Текст книги "Шолохов"
Автор книги: Андрей Воронцов
Жанр:
Биографии и мемуары
сообщить о нарушении
Текущая страница: 7 (всего у книги 27 страниц)
Михаил поднялся, хрустя ноющими от жесткого ложа суставами, бросил взгляд на соседний тюфяк. Он был пуст.
– А где же батюшка? – быстро спросил он у охранника.
– Какой ишо батюшка? Сбрендил? Бывает… Посидит-посидит тут человек и сам с собой гутарить начинает. «Батюшка»! Иди вперед. Руки возьми за спину.
Поднимаясь наверх, Михаил даже не думал о том, что его, возможно, ведут на расстрел, настолько поразительным было то, что сказал конвоир.
– А ты когда заступил в караул? – спросил он у него, обернувшись.
– А ну-ка не оборачиваться! – Охранник сдернул винтовку с плеча, ткнул его холодным штыком между лопаток. – Разговорчики! Сказано тебе – иди! Хочешь пулю в затылок? Караулы его антересуют! Будет тебе караул!
Голос у того, вчерашнего, что привел отца Михаила, был вроде другой… Этот, вешенский, сменил его, наверное, утром, когда батюшку уже увели… Куда увели? На расстрел? Куда же еще – ранним утром… А он – проспал… Но тут же в голову его закралось сомнение, что новый караульный не знает, кого приводили ночью и уводили утром. Ведь они же записывают всех арестованных в какой-то журнал, докладывают, сдавая пост, о происшествиях за смену. Не может же быть так, что если заключенного увели во время чужого дежурства, то его вроде как бы и не было!
– Стой! – приказал ему конвоир в коридоре наверху. – Лицом к стене! – И постучал в какую-то дверь.
В комнате сидел молодой парень – немногим старше его самого, – с орденом Боевого Красного Знамени на гимнастерке, с отпущенным по-казацки светлым чубом.

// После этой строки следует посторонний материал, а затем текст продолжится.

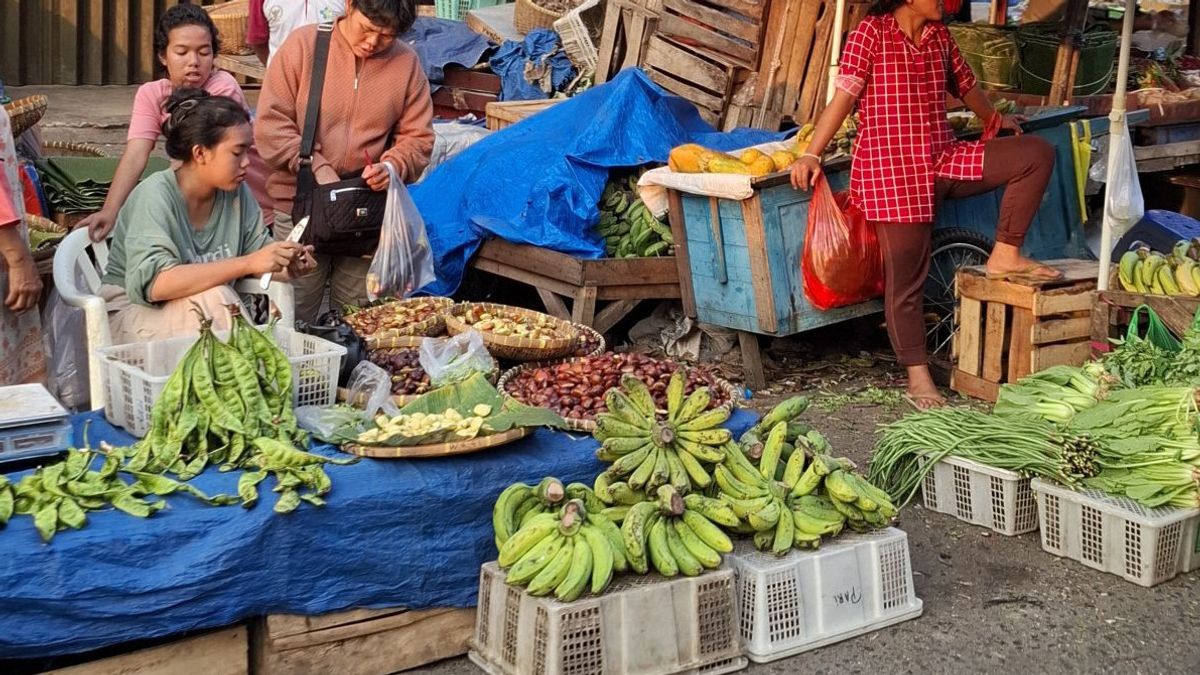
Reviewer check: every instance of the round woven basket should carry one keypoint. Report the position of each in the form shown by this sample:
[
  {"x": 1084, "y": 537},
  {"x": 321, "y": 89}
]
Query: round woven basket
[
  {"x": 510, "y": 347},
  {"x": 732, "y": 393},
  {"x": 528, "y": 17},
  {"x": 64, "y": 149},
  {"x": 25, "y": 113},
  {"x": 231, "y": 21}
]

Он внимательно посмотрел на Михаила.
– Садись, – наконец сказал он ему и отпустил конвоира. – Будем знакомиться? Погорелов Иван Семенович, член окружной коллегии ГПУ.
– Шолохов Михаил.
– Почему ты отказался отвечать на вопросы товарища Резника?
– Товарищ Резник…
– Для тебя – гражданин, – строго поправил его Погорелов.
– Пусть будет – гражданин. Так вот – этот гражданин явно неровно ко мне дышит. Два года он уже меня пасет, придирается ко всяким мелочам, а почему – не знаю. Может быть, потому, что слесарем работал на мельнице, где мой отец был управляющим? Поэтому я попросил другого следователя, чтобы справедливо во всем разобрался.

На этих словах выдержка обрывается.